Rotters by Daniel Kraus

by Daniel Kraus

Synopsis (from Daniel Kraus’ Rotters website):
Grave robbing. What kind of monster would do such a thing? It’s true that Leonardo da Vinci did it, Shakespeare wrote about it, and the resurrection men of nineteenth-century Scotland practically made it an art. But none of this matters to Joey Crouch, a sixteen-year-old straight-A student living in Chicago with his single mom. For the most part, Joey’s life is about playing the trumpet and avoiding the daily humiliations of high school.
Everything changes when Joey’s mother dies in a tragic accident and he is sent to rural Iowa to live with the father he has never known, a strange, solitary man with unimaginable secrets. At first, Joey’s father wants nothing to do with him, but once father and son come to terms with each other, Joey’s life takes a turn both macabre and exhilarating.
Daniel Kraus’s masterful plotting and unforgettable characters make ROTTERS a moving, terrifying, and unconventional epic about fathers and sons, complex family ties, taboos, and the ever-present specter of mortality.

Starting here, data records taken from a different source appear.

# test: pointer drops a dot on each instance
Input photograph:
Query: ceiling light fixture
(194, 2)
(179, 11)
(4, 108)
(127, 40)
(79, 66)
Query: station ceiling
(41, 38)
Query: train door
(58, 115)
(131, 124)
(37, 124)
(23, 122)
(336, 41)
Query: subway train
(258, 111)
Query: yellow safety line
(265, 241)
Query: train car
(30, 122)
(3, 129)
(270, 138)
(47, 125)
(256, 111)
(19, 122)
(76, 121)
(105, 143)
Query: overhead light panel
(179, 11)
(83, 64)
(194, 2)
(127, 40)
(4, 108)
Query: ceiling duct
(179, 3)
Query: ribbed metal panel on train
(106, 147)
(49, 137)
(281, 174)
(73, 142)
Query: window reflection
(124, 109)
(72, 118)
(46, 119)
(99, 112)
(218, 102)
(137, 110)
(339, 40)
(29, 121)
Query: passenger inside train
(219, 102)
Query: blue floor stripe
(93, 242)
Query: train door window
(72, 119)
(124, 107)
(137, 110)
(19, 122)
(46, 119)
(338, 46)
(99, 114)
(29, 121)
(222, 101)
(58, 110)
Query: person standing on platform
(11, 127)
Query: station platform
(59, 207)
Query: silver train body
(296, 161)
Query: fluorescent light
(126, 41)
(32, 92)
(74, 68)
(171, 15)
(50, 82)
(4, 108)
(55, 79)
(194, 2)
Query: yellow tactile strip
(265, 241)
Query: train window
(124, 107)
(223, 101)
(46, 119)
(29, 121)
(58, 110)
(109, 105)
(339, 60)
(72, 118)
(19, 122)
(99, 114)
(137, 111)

This book pulls you in, holds you tight and buries you deep within its pages. From the grabbing opening, right until the very end, this story keeps you wondering just what the future of Joey Crouch holds. Devious, wicked, sick, twisted, horrifying, sentimental, emotional, heart-wrenching and tear-jerking, this book runs the gamut of emotion, and certainly introduces the reader to the broad array of occurances, some terrifying, some heartwarming. This is all done artfully through Kraus’ prose, which lead you as easily into the macabre as they do into the scenes of everyday life.

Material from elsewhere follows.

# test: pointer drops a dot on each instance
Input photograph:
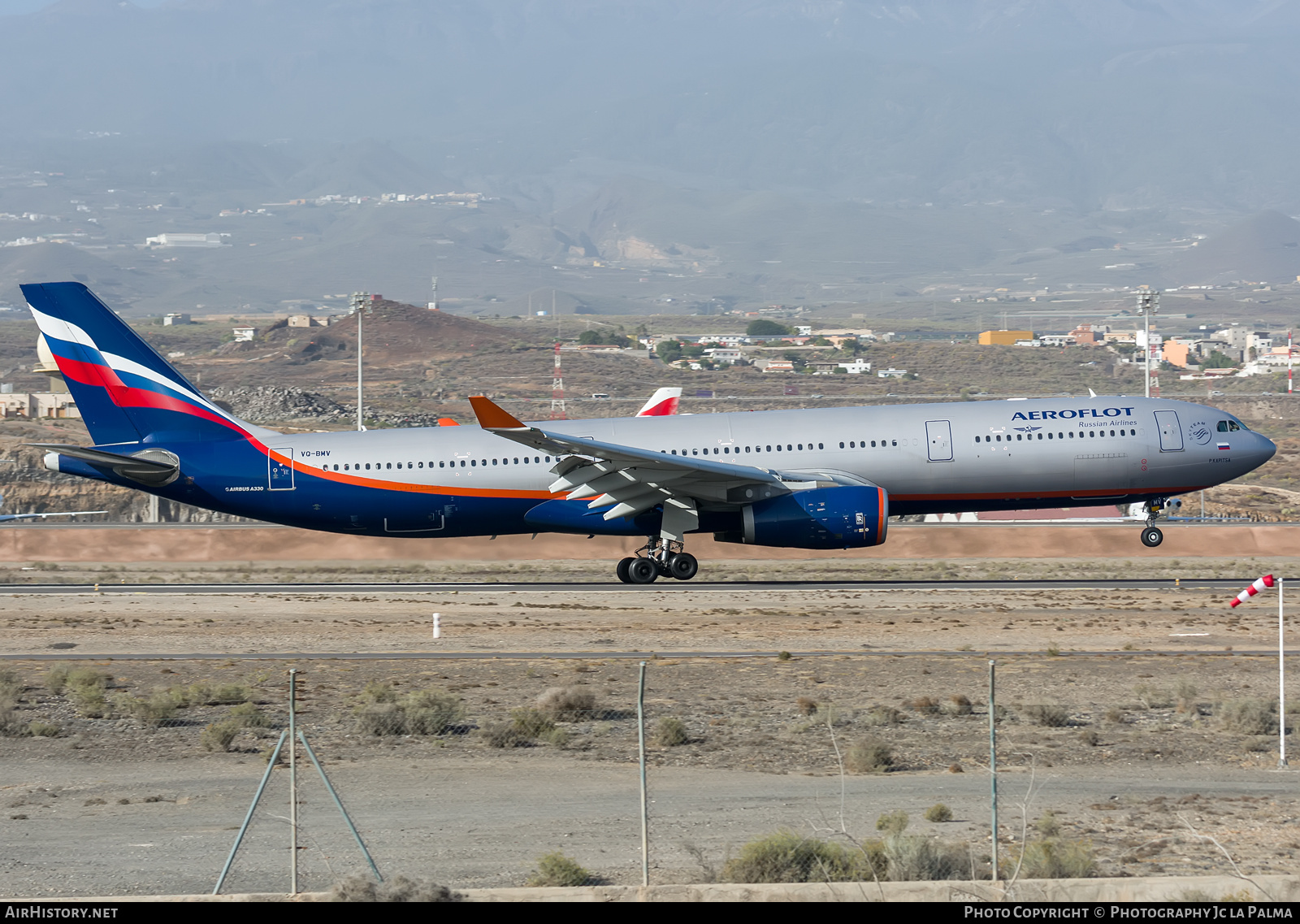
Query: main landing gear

A satisfying end to what was truly a rollercoaster ride of a story. It might not be something that pleases everyone, but it seemed fitting.

This is one of the most twisted, bent, interesting coming-of-age stories I have ever read. Throughout the story, Joey Crouch has to learn to be a man, fending for himself, defending what he cares for, and keeping himself alive in the most basic of senses. His father is inept at childcare, he has enemies he didn’t even know existed… enemies that are bordering on the supernatural, they are so gruesome and twisted, as well as enemies of the everyday, high school bully sort. We go through the learning process with Joey, watch him as he makes bad choices, cheer him on as he makes good ones. Every step of the way, we’re there as he discovers the secret world his father lives in, the world of grave robbers, and every step Joey takes into that world, we take with him… and I could not put this book down until that journey was over.

Believability of World:
As fantastical as this is, it is based in a certain bit of reality, and I found that anchor to true world events to make this world very believable.

Overall Grade: A+ I’ve never read a story quite like this before.